MALTA -- Last month, GlobalFoundries met the four-month deadline it had set to install baffles to muffle generator noise at its Malta chip plant and stop the noise from bothering the plant's residential neighbors.
But the project largely failed, a company official admitted at a meeting with residents Tuesday. A handful of homeowners in a neighborhood northeast of the plant told Mike Russo, the company's director of governmental affairs, that the round-the-clock hum still keeps them awake at night.
One woman said she recently slept in a closet so she could get some relief from the sound. Another homeowner said she is reluctantly looking to sell her house.
"The noise has impacted the quality of life for us residents. This has been a regular occurrence since June," Kelley O'Rourke said.
Supervisor Paul Sausville told Russo he had "lost confidence" in the company's commitment to fixing the problem and raised the possibility of using the town's code enforcement to penalize the company for noise violations.

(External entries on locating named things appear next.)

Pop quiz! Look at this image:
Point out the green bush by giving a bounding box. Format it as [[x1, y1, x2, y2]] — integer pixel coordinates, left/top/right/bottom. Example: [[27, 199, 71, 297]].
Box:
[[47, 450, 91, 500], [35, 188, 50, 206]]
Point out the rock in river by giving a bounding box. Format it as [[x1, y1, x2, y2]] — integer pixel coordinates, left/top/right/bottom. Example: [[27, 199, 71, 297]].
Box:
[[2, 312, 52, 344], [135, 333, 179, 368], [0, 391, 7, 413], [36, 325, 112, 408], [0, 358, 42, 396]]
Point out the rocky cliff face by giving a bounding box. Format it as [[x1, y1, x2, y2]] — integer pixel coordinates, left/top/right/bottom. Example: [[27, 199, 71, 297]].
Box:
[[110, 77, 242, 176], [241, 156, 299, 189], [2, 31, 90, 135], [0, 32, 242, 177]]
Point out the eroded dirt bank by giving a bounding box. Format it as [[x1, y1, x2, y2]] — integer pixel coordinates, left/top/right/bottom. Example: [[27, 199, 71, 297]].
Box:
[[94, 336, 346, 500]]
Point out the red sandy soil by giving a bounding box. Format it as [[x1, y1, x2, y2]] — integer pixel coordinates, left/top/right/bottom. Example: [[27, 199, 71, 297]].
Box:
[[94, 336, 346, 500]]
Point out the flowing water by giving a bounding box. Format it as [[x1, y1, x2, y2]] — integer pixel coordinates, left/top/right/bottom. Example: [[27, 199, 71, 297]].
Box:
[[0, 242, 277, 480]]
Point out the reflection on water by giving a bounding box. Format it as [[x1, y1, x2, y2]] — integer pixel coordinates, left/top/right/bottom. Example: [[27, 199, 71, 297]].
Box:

"I am extremely, personally disappointed that the solution you put in place, that you said would work, didn't work," he said.
Russo said the baffles installed to absorb the noise appear to be effective at times, but not always. He said the company's next step is to address noise that comes out of the roof of the building, where nine spinning flywheels are housed. He said the process could take several months.
The generators, which have been going since June, must run around the clock to supply immediate backup power in case of a failure, Russo said. More generators could be installed in the future. While they produce little noise on-site, Russo said, the sound they create funnels uphill to the residential neighborhood.
The company set a 16-week timeline in late August for putting in the baffles, following numerous noise complaints.
Shortly afterward, Malta hired The Chazen Companies, a Troy engineering firm, to measure the noise. The company measured the sound between 42 and 51 decibels at various periods in September and October from a backyard on Featherfoil Way, according to Chazen's report.
The 51-decibel reading, taken at about 10 p.m., exceeds the 45-decibel maximum allowed at night in the Luther Forest Technology Park.
Russo said the noise is almost always within the allowed limits, but he said GlobalFoundries is interested in going a step further.
"We're trying to be the best neighbor we can be," he said.
Residents said the volume of the noise can vary sharply over short distances. While some said it had improved since the installation of the baffles, others said it had not.
Judie Van Avery said she and her husband are preparing to sell the home on Meadow Rue Place they've owned for 20 years because of the noise.
"This is where my children spent every Christmas. This is where my son learned to walk in the front yard," she said. "I love my house. But I can't live like this anymore."